The skeleton tracking system on Durango will be enhanced over the Xbox 360 system with the following new or improved features.

New features:

  • Tracking of players with height of one meter.
  • One mode for both seated and standing players.
  • Detection of hand states, for example, open or closed hands.
  • Detection of extra joints, and rotations for some joints.

Impoved features:

  • Tracking of six, rather than­­­­­­ two, active players.
  • Tracking of occluded joints, for example, an elbow occluded by a hand.
  • Detection of joint positions.
  • Detection of sideways poses.

Identity System

The NUI Identity system on Xbox 360 uses a combination of sensor inputs to recognize players. On Durango, identity will work the same way, except that the active IR stream provides an additional visible light-independent input, which will make identity recognition much more robust.

Durango’s identity system will be continuously running – its allocation is part of the system reservation. For this reason, developers can think of identity as another input stream from the NUI Identity system. This significantly reduced API set makes integrating identity with titles smooth and easy.

System Allocations

On Durango, from the POV of allocations, the NUI architecture is split into two parts.

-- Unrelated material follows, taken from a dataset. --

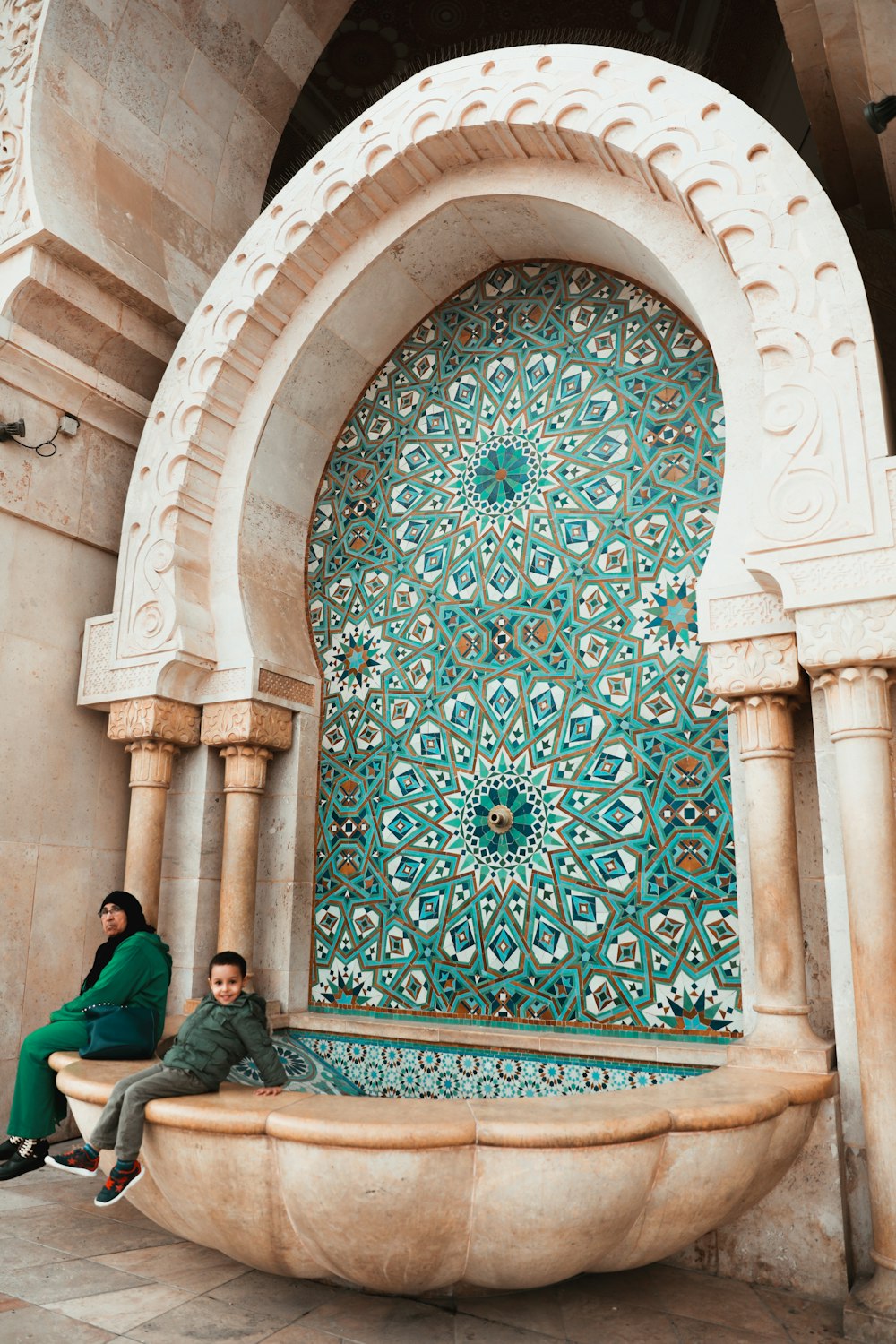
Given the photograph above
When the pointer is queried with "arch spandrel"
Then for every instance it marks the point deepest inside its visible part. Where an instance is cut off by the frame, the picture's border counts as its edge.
(677, 139)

Core Kinect functionality that is frequently used by titles and the system itself are part of the allocation system, including color, depth, active IR, ST, identity, and speech.  Using these features or not costs a game title the same memory, CPU time, and GPU time. These features also provide advantages. For example, the identity system will run across application switches because it is handled by the system, not individual applications, and avoids having to re-engage and sign-in repeatedly.

Functionality used less often has its allocation managed in a pay-per-play model. For example, registering color to depth and active IR (or the other way around) as an infrequently used operation will cost the title some small amount of CPU time.

System Latency

End-to-end system latency for Kinect is measured as the time from light hitting the sensor through to the display outputting an update based on that input. Improvements across the whole system on Durango are expected to remove around 33 ms from the end-to-end time. Kinect’s CPU, GPU and memory usage on Durango are part of the system reservation.